3T MRI and MR Spectroscopy of a Feline Model of GM1 Gangliosidosis After AAV-Mediated Gene Therapy

Heather L. Gray-Edwards1, Nouha Salibi2, Diane Wilson1, Ashley Randle1, Ronald J. Beyers3, Thomas Stewart Denney3, Ravi T. Seethamraju2, Shumin Wang3, Xiaotong Sun3, Allison M. Bradbury4, Victoria J. McCurdy4, Aime K. Johnson5, Nancy Cox1, Douglas R. Martin4

1Scott-Ritchey Research Center, Auburn University, Auburn, Al, United States; 2MR R&D, Siemens Healthcare, Malvern, PA, United States; 3Department of Electrical and Computer Engineering, Auburn Univeristy, Auburn, AL, United States; 4Anatomy, Physiology and Pharmacology, Auburn University, Auburn, Al, United States; 5Clinical Sciences, Auburn University, Auburn, Al, United States

GM1 gangliosidosis is a neurodegenerative lysosomal storage disease caused by an enzyme deficiency in beta-galactosidase that results in buildup of GM1 ganglioside throughout the nervous system, and is fatal often by age five.
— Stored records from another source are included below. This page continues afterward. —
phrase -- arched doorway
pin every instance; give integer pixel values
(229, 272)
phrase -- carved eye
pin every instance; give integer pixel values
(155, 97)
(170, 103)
The feline GM1 gangliosidosis model is a replica of the juvenile form of human GM1 gangliosidosis. AAV2/rh8 vector expressing subunits were injected bilaterally into the thalamus and deep cerebellar nuclei of GM1 cats. MR images and Magnetic Resonance Spectroscopy (MRS) data were acquired on a 3 Tesla MAGNETOM Verio scanner. Untreated GM1 cat shows gray:white matter inversion and elevations of brain metabolites. Gene replacement in the feline GM1 model results in restoration of both brain architecture and metabolites.